= Parliamentary Special Committee on Kashmir =

The Parliamentary Special Committee on Kashmir is predominantly composed of senior MNAs and Senators of Pakistan. Its fundamental function is to raise the critical issue of Kashmir at national and international level. Its other key feature is its continuous progress in bringing all major political forces in one platform in order to pursue Kashmir cause. During the nineties, two Parliamentary Committees were established.
The Kashmir Committee comprising 31 members, is one of the most important parliamentary bodies, and the slot of its chairman goes to a seasoned and respected politician. In the past, stalwarts like Nawabzada Nasrullah Khan, Chaudhry Muhammad Sarwar Khan Ch.
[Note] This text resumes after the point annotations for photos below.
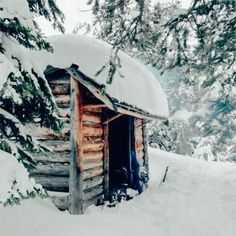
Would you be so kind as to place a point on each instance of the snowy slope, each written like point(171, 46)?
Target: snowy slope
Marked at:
point(197, 199)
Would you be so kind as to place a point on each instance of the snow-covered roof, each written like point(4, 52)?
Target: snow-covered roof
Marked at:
point(133, 86)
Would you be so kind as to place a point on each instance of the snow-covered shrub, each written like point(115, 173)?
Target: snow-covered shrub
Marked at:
point(24, 95)
point(15, 183)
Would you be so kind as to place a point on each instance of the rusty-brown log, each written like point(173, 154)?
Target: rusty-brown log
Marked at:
point(60, 89)
point(92, 156)
point(93, 172)
point(92, 182)
point(62, 99)
point(139, 147)
point(91, 131)
point(53, 183)
point(93, 192)
point(92, 117)
point(51, 170)
point(92, 165)
point(57, 145)
point(92, 147)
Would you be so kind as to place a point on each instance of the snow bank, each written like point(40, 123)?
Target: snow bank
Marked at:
point(133, 84)
point(197, 199)
point(15, 183)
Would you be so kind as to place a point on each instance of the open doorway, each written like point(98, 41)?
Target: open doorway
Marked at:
point(121, 143)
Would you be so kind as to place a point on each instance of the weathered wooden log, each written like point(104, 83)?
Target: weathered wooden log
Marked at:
point(46, 133)
point(93, 192)
point(92, 139)
point(92, 147)
point(60, 80)
point(137, 122)
point(91, 131)
point(93, 172)
point(94, 201)
point(140, 155)
point(92, 156)
point(91, 165)
point(64, 112)
point(92, 117)
point(90, 183)
point(61, 202)
point(106, 162)
point(52, 170)
point(62, 99)
point(51, 158)
point(138, 142)
point(76, 194)
point(57, 145)
point(146, 158)
point(94, 110)
point(139, 148)
point(53, 183)
point(138, 132)
point(60, 89)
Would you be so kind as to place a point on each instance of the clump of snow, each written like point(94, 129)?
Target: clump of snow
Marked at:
point(15, 183)
point(197, 199)
point(132, 84)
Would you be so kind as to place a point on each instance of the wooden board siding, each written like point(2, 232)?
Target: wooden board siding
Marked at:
point(53, 168)
point(93, 146)
point(139, 141)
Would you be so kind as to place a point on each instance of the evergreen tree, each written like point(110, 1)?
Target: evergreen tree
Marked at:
point(199, 43)
point(24, 95)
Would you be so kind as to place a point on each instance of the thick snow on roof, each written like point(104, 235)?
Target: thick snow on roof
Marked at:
point(132, 83)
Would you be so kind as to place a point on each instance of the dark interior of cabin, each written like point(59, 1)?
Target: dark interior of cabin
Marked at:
point(121, 139)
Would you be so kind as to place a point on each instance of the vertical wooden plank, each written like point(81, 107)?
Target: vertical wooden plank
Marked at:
point(106, 161)
point(146, 158)
point(76, 194)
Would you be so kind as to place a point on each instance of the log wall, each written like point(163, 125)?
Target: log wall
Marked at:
point(139, 141)
point(53, 168)
point(93, 145)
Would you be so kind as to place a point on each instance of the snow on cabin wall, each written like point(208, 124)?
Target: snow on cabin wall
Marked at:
point(133, 84)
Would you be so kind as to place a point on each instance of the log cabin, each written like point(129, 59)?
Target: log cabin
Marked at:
point(104, 121)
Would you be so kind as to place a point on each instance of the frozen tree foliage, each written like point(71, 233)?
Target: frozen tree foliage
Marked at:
point(200, 44)
point(24, 96)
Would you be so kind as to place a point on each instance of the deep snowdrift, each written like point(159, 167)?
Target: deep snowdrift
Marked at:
point(197, 199)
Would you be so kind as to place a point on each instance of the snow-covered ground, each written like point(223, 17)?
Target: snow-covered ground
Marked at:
point(197, 199)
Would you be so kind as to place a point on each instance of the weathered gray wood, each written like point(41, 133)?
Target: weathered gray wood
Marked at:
point(91, 165)
point(56, 145)
point(93, 172)
point(76, 194)
point(92, 117)
point(90, 183)
point(94, 200)
point(93, 156)
point(112, 118)
point(53, 183)
point(93, 192)
point(60, 80)
point(106, 162)
point(92, 147)
point(94, 106)
point(51, 158)
point(146, 158)
point(64, 112)
point(92, 131)
point(60, 89)
point(60, 202)
point(52, 170)
point(62, 99)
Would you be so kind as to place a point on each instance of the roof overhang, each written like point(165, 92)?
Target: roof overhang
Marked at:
point(98, 91)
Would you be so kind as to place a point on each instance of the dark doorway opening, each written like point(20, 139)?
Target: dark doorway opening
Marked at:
point(121, 143)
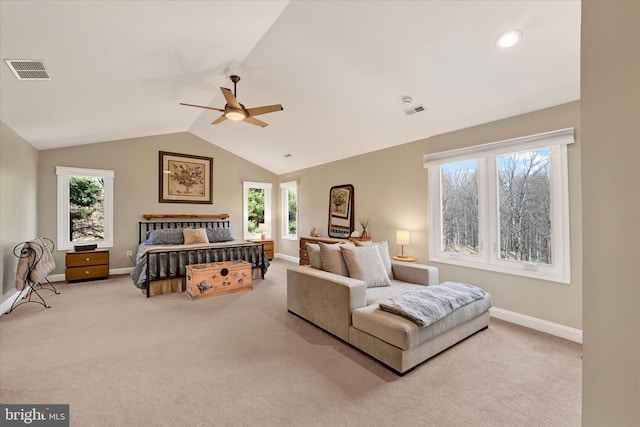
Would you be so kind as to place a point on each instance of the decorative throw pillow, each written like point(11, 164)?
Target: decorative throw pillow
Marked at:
point(219, 234)
point(195, 235)
point(383, 248)
point(315, 259)
point(364, 263)
point(168, 236)
point(332, 258)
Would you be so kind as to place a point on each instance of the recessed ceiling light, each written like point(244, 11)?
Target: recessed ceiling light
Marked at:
point(508, 38)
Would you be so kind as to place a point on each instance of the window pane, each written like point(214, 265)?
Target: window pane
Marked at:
point(525, 206)
point(459, 193)
point(293, 216)
point(86, 208)
point(256, 209)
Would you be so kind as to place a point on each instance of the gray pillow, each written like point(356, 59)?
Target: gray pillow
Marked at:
point(364, 263)
point(332, 258)
point(219, 234)
point(315, 259)
point(168, 236)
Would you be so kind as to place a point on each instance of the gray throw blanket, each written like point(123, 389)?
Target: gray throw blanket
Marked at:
point(428, 305)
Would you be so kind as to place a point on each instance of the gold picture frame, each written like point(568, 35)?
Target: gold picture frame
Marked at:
point(185, 178)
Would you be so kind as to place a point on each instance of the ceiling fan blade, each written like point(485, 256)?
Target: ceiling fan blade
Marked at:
point(220, 119)
point(202, 106)
point(264, 110)
point(255, 122)
point(231, 99)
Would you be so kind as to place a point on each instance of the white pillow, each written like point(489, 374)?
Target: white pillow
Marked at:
point(332, 260)
point(364, 263)
point(315, 259)
point(383, 248)
point(195, 235)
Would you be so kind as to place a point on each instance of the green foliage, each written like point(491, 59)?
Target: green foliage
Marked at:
point(293, 214)
point(84, 192)
point(86, 196)
point(256, 209)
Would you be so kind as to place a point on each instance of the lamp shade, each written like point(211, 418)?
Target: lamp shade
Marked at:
point(402, 237)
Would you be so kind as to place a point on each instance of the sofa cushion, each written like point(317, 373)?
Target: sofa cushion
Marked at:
point(332, 260)
point(383, 248)
point(405, 334)
point(377, 295)
point(315, 259)
point(364, 263)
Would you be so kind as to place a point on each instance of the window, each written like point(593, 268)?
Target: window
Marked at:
point(85, 207)
point(503, 206)
point(289, 210)
point(257, 209)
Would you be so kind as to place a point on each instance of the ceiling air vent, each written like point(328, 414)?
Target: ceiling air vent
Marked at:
point(28, 69)
point(413, 110)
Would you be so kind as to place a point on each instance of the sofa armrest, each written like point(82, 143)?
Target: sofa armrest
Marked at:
point(419, 274)
point(324, 298)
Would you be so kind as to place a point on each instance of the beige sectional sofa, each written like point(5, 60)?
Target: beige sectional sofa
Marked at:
point(348, 308)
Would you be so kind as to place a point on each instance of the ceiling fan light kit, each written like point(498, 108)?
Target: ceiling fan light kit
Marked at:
point(508, 38)
point(235, 111)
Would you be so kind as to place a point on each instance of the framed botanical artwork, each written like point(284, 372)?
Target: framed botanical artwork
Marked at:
point(185, 178)
point(340, 201)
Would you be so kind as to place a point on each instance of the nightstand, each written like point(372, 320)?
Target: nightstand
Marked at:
point(268, 247)
point(86, 265)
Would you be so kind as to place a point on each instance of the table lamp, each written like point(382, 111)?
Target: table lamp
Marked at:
point(402, 239)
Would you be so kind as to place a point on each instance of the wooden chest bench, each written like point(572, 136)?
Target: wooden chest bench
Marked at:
point(218, 278)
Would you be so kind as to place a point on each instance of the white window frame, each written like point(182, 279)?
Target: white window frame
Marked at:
point(266, 186)
point(488, 257)
point(285, 187)
point(64, 173)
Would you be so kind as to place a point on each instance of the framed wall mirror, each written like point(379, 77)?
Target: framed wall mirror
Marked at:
point(341, 211)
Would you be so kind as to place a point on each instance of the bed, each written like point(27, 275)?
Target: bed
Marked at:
point(163, 253)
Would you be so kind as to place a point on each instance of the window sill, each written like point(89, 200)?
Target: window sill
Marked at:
point(518, 269)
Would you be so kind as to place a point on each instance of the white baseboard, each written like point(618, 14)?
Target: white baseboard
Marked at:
point(6, 304)
point(288, 258)
point(551, 328)
point(555, 329)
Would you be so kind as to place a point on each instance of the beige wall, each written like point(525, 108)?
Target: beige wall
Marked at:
point(391, 190)
point(135, 164)
point(610, 86)
point(18, 203)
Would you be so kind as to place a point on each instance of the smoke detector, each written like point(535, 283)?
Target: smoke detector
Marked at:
point(28, 69)
point(414, 110)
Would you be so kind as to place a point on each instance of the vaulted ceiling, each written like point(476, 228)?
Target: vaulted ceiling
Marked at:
point(340, 69)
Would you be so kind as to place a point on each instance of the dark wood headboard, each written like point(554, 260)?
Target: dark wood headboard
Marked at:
point(164, 221)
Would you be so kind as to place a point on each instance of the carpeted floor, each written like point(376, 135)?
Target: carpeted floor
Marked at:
point(242, 360)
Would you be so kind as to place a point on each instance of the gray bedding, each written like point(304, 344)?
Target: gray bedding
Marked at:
point(168, 261)
point(428, 305)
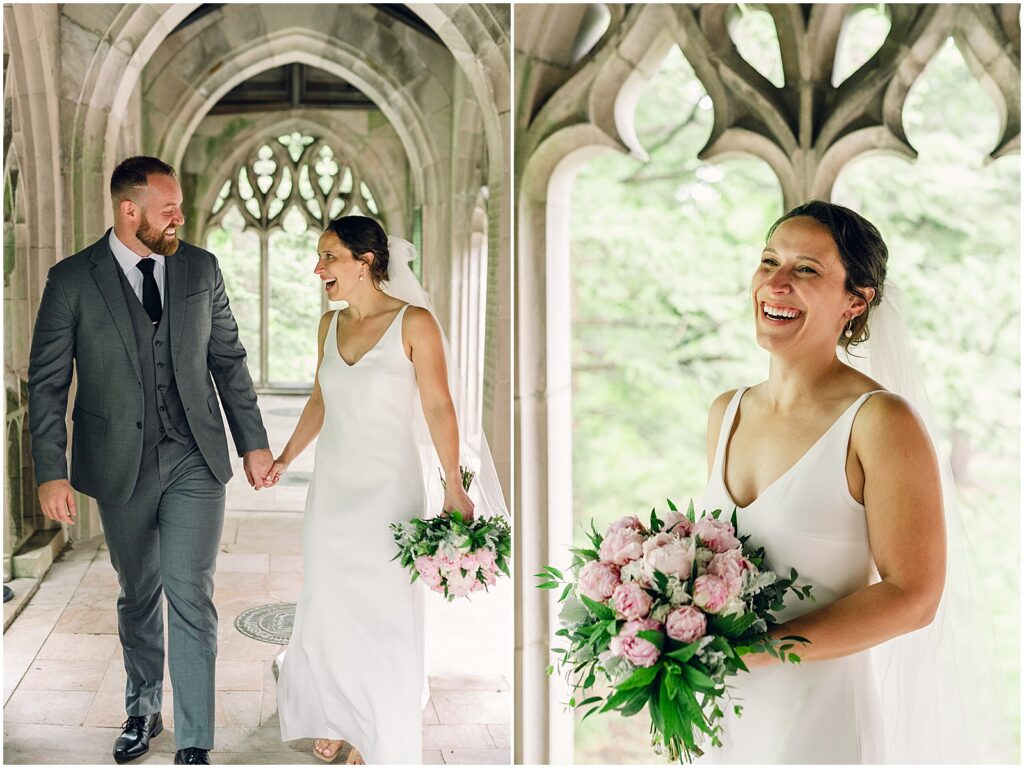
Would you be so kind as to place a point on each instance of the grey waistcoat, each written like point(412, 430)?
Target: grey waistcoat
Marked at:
point(164, 413)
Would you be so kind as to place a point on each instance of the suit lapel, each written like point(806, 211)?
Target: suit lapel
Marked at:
point(104, 271)
point(177, 281)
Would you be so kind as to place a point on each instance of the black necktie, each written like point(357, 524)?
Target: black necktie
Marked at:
point(151, 294)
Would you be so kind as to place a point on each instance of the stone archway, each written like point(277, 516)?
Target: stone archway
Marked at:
point(806, 132)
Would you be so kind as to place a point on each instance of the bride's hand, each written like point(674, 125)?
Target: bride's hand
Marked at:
point(457, 499)
point(276, 470)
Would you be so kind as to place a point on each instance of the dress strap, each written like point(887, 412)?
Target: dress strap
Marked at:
point(726, 431)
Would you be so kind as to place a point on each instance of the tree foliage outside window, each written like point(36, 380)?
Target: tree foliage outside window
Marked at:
point(273, 208)
point(663, 254)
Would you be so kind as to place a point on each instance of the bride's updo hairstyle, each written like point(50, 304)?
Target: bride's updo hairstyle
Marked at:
point(861, 250)
point(361, 235)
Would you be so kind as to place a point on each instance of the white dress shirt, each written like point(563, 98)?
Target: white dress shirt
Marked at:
point(128, 259)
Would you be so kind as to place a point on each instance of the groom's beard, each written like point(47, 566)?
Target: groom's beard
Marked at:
point(157, 240)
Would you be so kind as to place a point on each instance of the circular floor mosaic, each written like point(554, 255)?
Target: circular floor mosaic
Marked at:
point(270, 624)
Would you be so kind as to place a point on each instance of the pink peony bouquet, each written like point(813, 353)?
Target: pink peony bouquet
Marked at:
point(665, 612)
point(454, 557)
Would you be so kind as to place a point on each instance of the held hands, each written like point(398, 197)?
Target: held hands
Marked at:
point(57, 501)
point(274, 473)
point(457, 499)
point(257, 465)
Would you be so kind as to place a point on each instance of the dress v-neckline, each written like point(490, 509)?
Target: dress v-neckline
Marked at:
point(337, 338)
point(777, 480)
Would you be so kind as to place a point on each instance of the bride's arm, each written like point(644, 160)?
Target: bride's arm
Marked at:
point(902, 498)
point(311, 420)
point(427, 352)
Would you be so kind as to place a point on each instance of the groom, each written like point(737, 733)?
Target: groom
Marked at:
point(143, 318)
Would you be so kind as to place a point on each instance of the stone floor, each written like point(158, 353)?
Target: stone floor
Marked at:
point(64, 675)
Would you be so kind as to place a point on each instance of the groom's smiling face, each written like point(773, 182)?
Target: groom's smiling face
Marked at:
point(157, 211)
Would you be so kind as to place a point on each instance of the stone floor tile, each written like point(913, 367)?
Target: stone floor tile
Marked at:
point(13, 669)
point(38, 737)
point(477, 757)
point(59, 757)
point(456, 736)
point(68, 709)
point(502, 735)
point(80, 647)
point(470, 682)
point(287, 583)
point(27, 635)
point(56, 674)
point(245, 583)
point(473, 707)
point(286, 563)
point(238, 709)
point(240, 676)
point(89, 621)
point(231, 562)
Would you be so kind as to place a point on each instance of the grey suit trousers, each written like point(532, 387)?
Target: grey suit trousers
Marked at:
point(164, 541)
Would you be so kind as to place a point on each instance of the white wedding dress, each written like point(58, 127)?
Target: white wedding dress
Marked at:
point(815, 712)
point(354, 667)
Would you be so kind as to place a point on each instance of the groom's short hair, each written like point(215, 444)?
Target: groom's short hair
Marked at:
point(134, 172)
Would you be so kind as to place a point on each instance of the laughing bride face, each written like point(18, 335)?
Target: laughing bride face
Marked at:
point(800, 289)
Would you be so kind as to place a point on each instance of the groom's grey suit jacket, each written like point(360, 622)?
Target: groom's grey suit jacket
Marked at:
point(84, 318)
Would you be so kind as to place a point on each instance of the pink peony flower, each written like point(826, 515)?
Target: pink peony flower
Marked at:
point(685, 624)
point(598, 581)
point(631, 601)
point(630, 521)
point(677, 522)
point(622, 546)
point(718, 536)
point(633, 648)
point(487, 558)
point(670, 554)
point(427, 568)
point(729, 566)
point(710, 593)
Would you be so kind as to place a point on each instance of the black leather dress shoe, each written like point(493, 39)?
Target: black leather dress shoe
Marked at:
point(134, 739)
point(192, 756)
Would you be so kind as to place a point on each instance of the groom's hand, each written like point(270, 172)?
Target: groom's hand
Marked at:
point(57, 501)
point(257, 464)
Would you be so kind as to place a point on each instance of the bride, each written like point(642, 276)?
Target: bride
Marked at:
point(836, 477)
point(353, 670)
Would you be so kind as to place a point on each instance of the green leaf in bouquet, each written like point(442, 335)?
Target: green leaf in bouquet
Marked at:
point(599, 610)
point(655, 524)
point(635, 704)
point(699, 680)
point(585, 554)
point(642, 677)
point(653, 637)
point(731, 626)
point(685, 653)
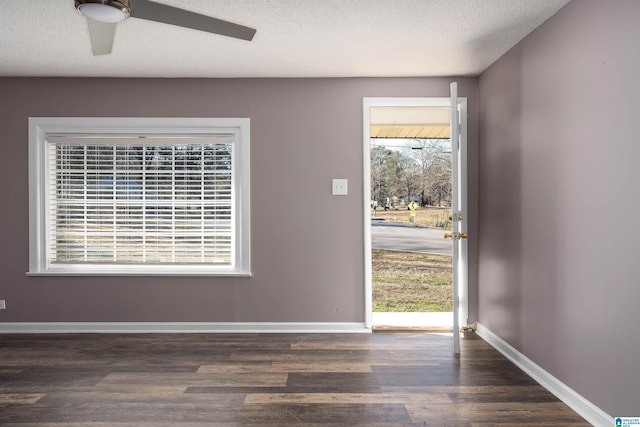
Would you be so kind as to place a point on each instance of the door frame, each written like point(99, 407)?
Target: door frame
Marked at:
point(462, 264)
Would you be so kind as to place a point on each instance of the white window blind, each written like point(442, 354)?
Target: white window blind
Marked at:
point(150, 200)
point(139, 196)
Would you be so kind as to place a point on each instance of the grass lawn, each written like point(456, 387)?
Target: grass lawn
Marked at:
point(411, 282)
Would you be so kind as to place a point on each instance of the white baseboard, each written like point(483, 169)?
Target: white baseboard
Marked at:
point(181, 327)
point(575, 401)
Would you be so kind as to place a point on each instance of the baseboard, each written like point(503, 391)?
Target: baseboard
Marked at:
point(575, 401)
point(181, 327)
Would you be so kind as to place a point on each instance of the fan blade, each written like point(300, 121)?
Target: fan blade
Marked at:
point(157, 12)
point(101, 35)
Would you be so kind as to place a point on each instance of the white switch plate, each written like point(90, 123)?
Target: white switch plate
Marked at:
point(339, 187)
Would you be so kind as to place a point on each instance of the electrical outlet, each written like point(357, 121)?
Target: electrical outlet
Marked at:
point(339, 187)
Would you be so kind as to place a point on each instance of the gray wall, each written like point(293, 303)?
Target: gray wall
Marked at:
point(307, 251)
point(558, 199)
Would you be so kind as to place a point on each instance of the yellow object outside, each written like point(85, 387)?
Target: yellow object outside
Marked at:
point(412, 210)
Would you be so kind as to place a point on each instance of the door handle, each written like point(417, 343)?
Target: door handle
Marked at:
point(455, 235)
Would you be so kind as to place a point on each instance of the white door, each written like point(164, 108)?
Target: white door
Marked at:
point(459, 214)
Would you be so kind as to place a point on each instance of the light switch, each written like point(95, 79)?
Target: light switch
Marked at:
point(339, 187)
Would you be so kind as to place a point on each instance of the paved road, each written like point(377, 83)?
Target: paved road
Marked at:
point(401, 237)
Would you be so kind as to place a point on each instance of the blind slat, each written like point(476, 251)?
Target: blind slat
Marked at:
point(140, 204)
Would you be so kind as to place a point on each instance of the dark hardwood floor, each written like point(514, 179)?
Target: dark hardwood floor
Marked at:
point(382, 379)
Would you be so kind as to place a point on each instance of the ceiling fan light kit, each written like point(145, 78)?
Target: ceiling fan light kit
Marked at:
point(109, 12)
point(103, 15)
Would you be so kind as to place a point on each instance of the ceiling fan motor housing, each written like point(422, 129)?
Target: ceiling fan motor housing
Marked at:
point(108, 11)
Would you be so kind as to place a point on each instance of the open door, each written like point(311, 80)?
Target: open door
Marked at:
point(459, 215)
point(459, 179)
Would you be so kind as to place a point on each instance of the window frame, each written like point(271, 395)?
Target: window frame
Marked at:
point(41, 127)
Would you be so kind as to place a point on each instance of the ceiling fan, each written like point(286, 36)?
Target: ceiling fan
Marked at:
point(104, 15)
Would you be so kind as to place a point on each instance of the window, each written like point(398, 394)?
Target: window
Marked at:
point(139, 196)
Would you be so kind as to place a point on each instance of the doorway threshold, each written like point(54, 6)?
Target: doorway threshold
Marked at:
point(432, 322)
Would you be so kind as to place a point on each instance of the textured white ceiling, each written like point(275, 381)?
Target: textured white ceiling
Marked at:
point(295, 38)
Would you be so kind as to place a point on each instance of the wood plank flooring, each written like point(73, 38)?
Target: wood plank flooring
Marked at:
point(193, 380)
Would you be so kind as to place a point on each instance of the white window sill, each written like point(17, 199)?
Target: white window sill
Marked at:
point(140, 273)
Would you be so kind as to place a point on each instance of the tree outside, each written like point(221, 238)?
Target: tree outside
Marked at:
point(402, 171)
point(416, 169)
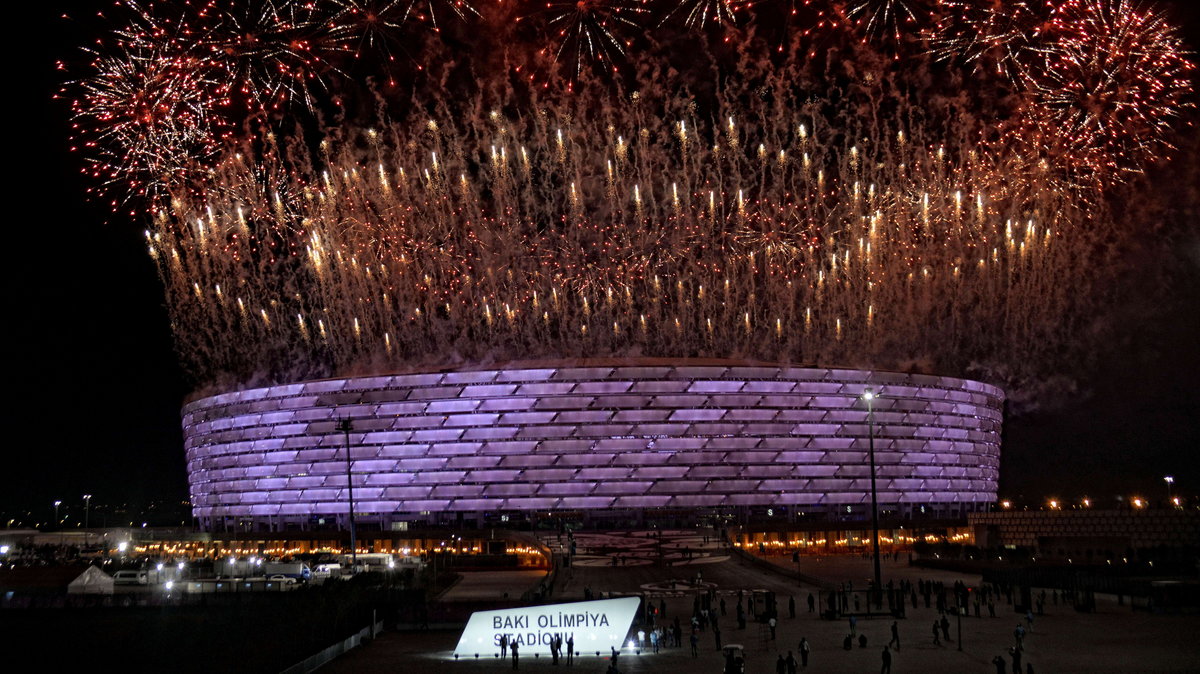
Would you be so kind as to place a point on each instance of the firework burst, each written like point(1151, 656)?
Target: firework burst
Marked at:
point(1108, 85)
point(591, 31)
point(773, 204)
point(876, 18)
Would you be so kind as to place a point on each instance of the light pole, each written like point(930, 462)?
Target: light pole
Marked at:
point(345, 426)
point(869, 396)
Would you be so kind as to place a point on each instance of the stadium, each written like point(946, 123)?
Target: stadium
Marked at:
point(594, 439)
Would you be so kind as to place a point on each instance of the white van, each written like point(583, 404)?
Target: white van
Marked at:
point(131, 577)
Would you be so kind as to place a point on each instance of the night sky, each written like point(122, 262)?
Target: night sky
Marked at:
point(94, 387)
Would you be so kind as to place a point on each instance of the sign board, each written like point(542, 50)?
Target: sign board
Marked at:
point(597, 626)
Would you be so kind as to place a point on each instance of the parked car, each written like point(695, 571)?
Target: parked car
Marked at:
point(131, 577)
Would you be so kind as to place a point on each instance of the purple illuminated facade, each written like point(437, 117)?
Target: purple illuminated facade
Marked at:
point(628, 435)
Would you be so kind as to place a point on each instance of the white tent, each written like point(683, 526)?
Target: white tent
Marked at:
point(91, 582)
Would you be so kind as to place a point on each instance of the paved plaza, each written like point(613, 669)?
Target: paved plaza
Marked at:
point(1111, 639)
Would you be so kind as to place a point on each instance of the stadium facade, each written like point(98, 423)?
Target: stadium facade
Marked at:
point(592, 438)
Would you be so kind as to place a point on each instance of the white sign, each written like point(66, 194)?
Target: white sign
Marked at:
point(595, 626)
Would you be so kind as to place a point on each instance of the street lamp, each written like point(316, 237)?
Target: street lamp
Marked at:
point(345, 426)
point(869, 396)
Hamid Nasir Chattha, and Maulana Fazl-ur-Rehman held this important position. Because of the importance of the issue, when the Parliament was not in position the former president Pervez Musharraf also formulated a National Kashmir Committee headed by the Kashmir veteran leader Sardar Abdul Qayyum.

The first one, comprising 24 members (MNAs: 21 & Senators: 3) was headed by late Nawabzada Nasrullah Khan, MNA (December, 1993 – November, 1996); whereas the second, with 26 members (MNAs) was led by late Chaudhry Muhammad Sarwar Khan, MNA (May, 1997 – October, 1999). The third Parliamentary Kashmir Committee was established in June, 2004 with Ch. Hamid Nasir Chattha, MNA its chairman. The Committee comprised 49 members (MNAs: 36 & Senators: 13) and continued until November, 2007. Fourteen of its Members were Ministers also. Chairman of Kashmir Committee has been accorded status of Federal Minister in Pakistan.

Current chairman of Kashmir Committee is Shehryar Khan Afridi.